La vuelta al cole, a la bendita rutina, también supone en muchos casos un anunciado regreso a la competitividad feroz que, sorprendentemente, se da cada día más entre los propios padres que entre los hijos. Basta con escuchar esas conversaciones de madres y padres desgañitándose en público acerca de un sinfín de actividades extraescolares, como si eso fuera la verdadera vara que mide la inteligencia de los niños. "El mío va a inglés y este año también a chino". "Pues, al mío le hemos apuntado además a francés, a pádel, a natación y a violín". Son frases habituales en las tertulias espontáneas que surgen en la calle, a las puertas de los centros escolares o en las terrazas de las cafeterías.

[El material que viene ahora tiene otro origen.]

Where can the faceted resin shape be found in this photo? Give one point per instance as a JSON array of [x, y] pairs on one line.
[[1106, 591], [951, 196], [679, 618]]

Para mí tengo que esta vorágine radica, en muchos casos, en las propias frustraciones de los padres, deseosos de que su niño llegue a la adolescencia dominando el inglés y hasta el arameo y que su expediente escolar acabe repleto de notas con un diez. Pocas madres o padres, por no decir ninguno, airean que su hijo ha obtenido un cinco en Matemáticas o en Lengua, como si tal cosa fuera una deshonra. Ahora bien, si la nota es la máxima, ya se encargan de propagar a los cuatro vientos la hazaña. Esa vehemencia con la que los progenitores prodigan el supuesto éxito de sus hijos en la escuela es, paradójicamente, la que con el tiempo puede jugar en contra del propio chico. La tensión por ser los mejores, la continúa y estéril comparación con los demás y el mínimo valor que suele otorgarse a quien se ha esforzado al máximo pese a obtener un cinco raspado son pruebas evidentes de todo este inhóspito clima escolar y social que nos rodea.

Seamos conscientes de que esas actitudes paternas basadas en la mera competición acaban frustrando a nuestros propios hijos. No echemos sobre sus hombros el peso de nuestros fracasos y procuremos inculcar los valores del esfuerzo y de la responsabilidad por encima de calificaciones y récords.